Já arranjei problema com pessoas aqui por causa de sindicato. Chamam a gente de vagabundo, mas a gente tem que unir. Já cansei de lutar pelos direitos da gente. Nós somos ameaçados até pela gestão quando queremos nos organizar para fazer greve. Essa é a categoria mais desunida que eu conheço, não se chega a um consenso, não existe mobilização, isso faz a gente se sentir cada vez mais sozinhos.

Nardi e Ramminger (2012), afirmam a importância da articulação dos trabalhadores com o movimento sindical, uma vez que a partir dos sindicatos é possível o fortalecimento de ações em defesa de transformações nos processos e condições de trabalho, assim como implementação de estratégias destinadas a saúde do trabalhador. Para os autores, essa luta implica detectar as condições de trabalho geradoras de agravos à saúde, aprofundar o conhecimento técnico desses agravos (considerando o conhecimento dos trabalhadores) e delinear estratégias de ação. Assim, “uma das principais fontes de dados sobre a relação saúde e trabalho é aquela fornecida pela subjetividade, pelo conhecimento prático que os trabalhadores têm sobre essa relação” (Nardi & Ramminger, 2012, p. 40).

Dessa forma, com o intuito de promover transformações no trabalho e vida do agente penitenciário, não basta a criação de condições favoráveis a viabilização do trabalho, e sim é preciso considerar a saúde do agente como parte de um modo de produção que engessa, desvaloriza, subjuga e aprisiona o trabalhador, além de mergulha-lo em um sistema jurídico- penal violador, aprisionador, desigual e excludente.

Uma forma de pensar em possibilidades para esse cenário devastador que entramos em contato durante esse estudo é apostar em ações que se proponham intersetoriais, que considerem

as forças que atuam nas lógicas prisionais e trabalhistas, mas consiga desatar as mãos dos agentes, restaurar o máximo possível as relações dos agentes e seus familiares, diminuir o sentimento de abandono e a necessidade de ser ideal.

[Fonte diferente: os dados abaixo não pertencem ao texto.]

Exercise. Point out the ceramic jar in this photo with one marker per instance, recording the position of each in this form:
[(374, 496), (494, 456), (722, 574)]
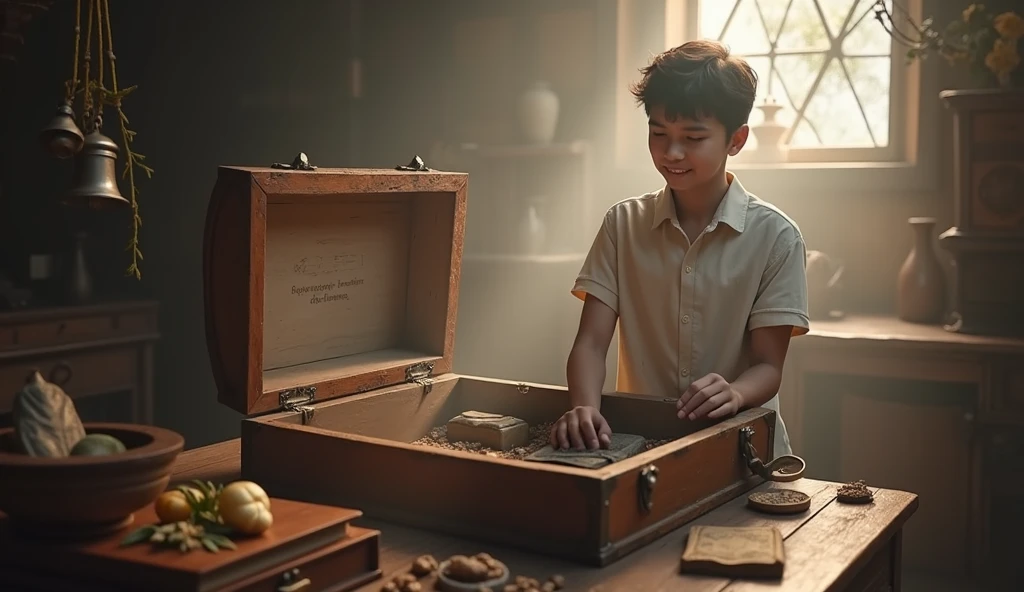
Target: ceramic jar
[(922, 286), (539, 113)]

Referindo-se a necessidade de se trabalhar ações de cuidado em direção ao usuário de drogas dentro dos presídios, a partir da perspectiva de redução de danos, Bravo (2009) reafirma a necessidade de pensar estratégias que permitam a viabilização do diálogo, organização de ações de sensibilização junto à justiça, diretores de presídios e outros atores institucionais, cursos de capacitação em redução de danos e cuidado em saúde mental para profissionais da saúde e do sistema prisional. Mesmo que o autor tenha direcionado seus apontamentos ao cuidado com os apenados, aqui podemos claramente adaptar essa visão para a produção de cuidado destinada ao agente penitenciário.

Olhando o cotidiano do mundo do trabalho como uma micropolítica, Franco e Merhy (2007) negam um mundo onde o trabalhador não pode fazer nada, pois é totalmente capturado pelas estruturas que o definem e determinam. Os autores defendem a necessidade de explorarmos os atravessamentos que têm as relações de trabalho, “na medida em que é possível observar, do lugar de cada um, como atos inúteis podem produzir atos conflituosos e como atos inusitados colocam em foco o que os próprios trabalhadores fazem, com a liberdade que têm para atuar no mundo do trabalho” (p.54).

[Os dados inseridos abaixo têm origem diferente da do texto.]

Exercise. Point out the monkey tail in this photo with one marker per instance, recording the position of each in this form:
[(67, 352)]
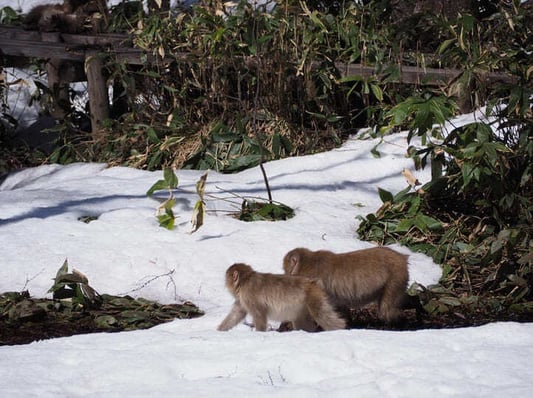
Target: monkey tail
[(322, 311)]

Ao enfatizar a necessidade de os trabalhadores cuidarem de si, os autores remetem-se a Foucault (2004), para afirmar que o cuidado de si é uma atitude – para consigo, para com os outros, para com o mundo.

Cuidar de si mesmo implica que se converta o olhar, do exterior, dos outros, do mundo, etc. para ‘si mesmo’. Também designa sempre algumas ações, ações que são exercidas de si para consigo, ações pelas quais nos assumimos, nos modificamos, nos purificamos, nos transformamos e nos transfiguramos. (Foucault, 2004, pág. 14-15).

Pensar sobre a própria realidade, incomodar-se, articular-se, olhar para si, para as próprias escolhas é cuidado e posicionamento político. Torna-se então necessário nesse momento refletir sobre as possibilidades de operacionalização de propostas de negação e transformação do universo prisional.